一般に、作物の安定同位体比(δ15N値)は、化学肥料を利用して栽培した場合は低くなり、有機質肥料では高くなることが知られています。すなわち、作物体のδ15N値をみると、化学肥料の影響がどの程度あるのかを追跡することができ、タンパク質などの作物体を構成する窒素原子の質的な違いを知ることできます。
施肥窒素は1作を通して作物に影響する
作物が吸収する窒素には、施用された窒素肥料だけでなく、もともと土壌に存在する窒素もあります。
化学肥料の施用の影響がいつまでみられるのかを調べるため、化学肥料施用区と有機質肥料施用区で栽培したナスのδ15N値を比較しました。最終施肥(6月)から収穫が終了する4か月後の10月まで、化学肥料施用区の果実のδ15N値は化学肥料の値と同じ0‰付近を示し、有機質肥料施用区に比べで統計的に有意に低くなりました(図1)。
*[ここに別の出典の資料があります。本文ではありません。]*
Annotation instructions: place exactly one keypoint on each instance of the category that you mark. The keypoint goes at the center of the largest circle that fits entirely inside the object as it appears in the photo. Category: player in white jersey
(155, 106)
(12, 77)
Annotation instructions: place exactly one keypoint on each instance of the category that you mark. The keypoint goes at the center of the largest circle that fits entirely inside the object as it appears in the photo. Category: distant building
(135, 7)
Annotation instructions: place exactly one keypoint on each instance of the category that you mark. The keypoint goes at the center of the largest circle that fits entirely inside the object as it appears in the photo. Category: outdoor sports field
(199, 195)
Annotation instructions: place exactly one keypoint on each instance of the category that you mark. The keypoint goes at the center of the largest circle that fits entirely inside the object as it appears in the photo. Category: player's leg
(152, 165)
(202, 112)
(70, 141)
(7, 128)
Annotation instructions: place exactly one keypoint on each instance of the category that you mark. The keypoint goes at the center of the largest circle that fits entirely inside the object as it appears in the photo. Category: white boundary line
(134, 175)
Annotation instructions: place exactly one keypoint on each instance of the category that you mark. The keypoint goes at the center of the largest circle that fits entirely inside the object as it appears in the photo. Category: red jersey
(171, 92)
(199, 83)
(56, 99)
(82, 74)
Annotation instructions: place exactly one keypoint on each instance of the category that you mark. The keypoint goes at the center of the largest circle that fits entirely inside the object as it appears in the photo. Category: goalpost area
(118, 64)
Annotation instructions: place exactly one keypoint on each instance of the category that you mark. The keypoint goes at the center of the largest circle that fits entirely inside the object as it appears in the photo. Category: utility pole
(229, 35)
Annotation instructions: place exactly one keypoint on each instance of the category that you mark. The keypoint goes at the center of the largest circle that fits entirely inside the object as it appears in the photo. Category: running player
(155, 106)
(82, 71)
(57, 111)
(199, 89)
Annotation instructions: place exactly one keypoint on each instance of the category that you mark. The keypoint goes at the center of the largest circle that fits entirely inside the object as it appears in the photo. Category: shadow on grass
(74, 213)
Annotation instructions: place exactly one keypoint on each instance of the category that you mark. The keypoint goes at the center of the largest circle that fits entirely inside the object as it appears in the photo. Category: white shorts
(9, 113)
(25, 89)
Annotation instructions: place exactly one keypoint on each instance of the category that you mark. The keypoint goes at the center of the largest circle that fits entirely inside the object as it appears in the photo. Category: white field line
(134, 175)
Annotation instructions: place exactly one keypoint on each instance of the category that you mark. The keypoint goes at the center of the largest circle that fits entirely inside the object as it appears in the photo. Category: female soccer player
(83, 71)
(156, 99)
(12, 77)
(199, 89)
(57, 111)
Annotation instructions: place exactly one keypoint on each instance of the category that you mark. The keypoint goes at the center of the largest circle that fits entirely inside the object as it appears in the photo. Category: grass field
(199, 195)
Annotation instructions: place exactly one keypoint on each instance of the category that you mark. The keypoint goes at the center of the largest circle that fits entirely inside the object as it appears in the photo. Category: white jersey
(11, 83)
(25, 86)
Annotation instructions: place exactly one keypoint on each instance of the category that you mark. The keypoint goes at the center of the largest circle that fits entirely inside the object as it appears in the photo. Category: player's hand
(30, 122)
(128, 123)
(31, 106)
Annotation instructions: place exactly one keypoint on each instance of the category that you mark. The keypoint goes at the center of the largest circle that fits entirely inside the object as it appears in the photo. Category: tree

施肥された化学肥料は土壌に保持され、1作を通して作物に影響していました。
慣行農業では、1作毎に施肥され栽培途中で追肥されるため、化学肥料で栽培された作物は化学肥料由来の窒素の影響を強く受けていることになります。
私たちは施肥された肥料を食べている
作物のδ15N値の違いは、それを食べる動物にも影響するのでしょうか。
そこで化学肥料施用区と有機質肥料施用区で栽培したトウモロコシの子実とそれを食していたアワノメイガの幼虫のδ15N値を比較しました(図2)。子実とアワノメイガの幼虫のδ15N値は、化学肥料施用区で統計的に有意に低くなり、子実のδ15N値の違いはそれを食べる動物の体にも影響していました。
このことは、私たち人間と食べものとの関係においても例外ではありません。化学肥料で栽培された作物を食べている人は、化学肥料由来の窒素を食べていることになります。しかし体を構成する窒素のδ15N値の違いが私たちの体にどのように影響するのかは、不明です。
食物連鎖のなかで生態系を移動する窒素は、生きものの体をとおして循環しながら利用され続けています。
外見は同じように見えても、化学肥料で栽培された作物は、有機物由来の窒素で生育した作物に比べδ15N値が低く(生きものに利用された程度が少ない)質的に違いがみられます。
人工的に合成された化学肥料由来の窒素と生きものの働きにより生合成された有機物由来の窒素が、私たちの体や健康にどのように影響するのか、多方面から検討していく必要があります。
※安定同位体については、「安定同位体比を用いて農地生態系の食物網を探る」を参照してください。
※ここで用いている14N、15Nおよび窒素安定同位体比(δ15N)の数字(14)、(15)は、本来は上付き文字です。
参考文献
藤田正雄(2003)化学肥料が作物や人体に与える影響について.自然農法,47: 53-55.
藤田正雄・中川原敏雄・藤山静雄(2009)作物の窒素安定同位体比からみえる有機農業研究の課題-管理と育成系統の異なるナス果実のδ15N値を例に-. 農業および園芸 84(1):9-13.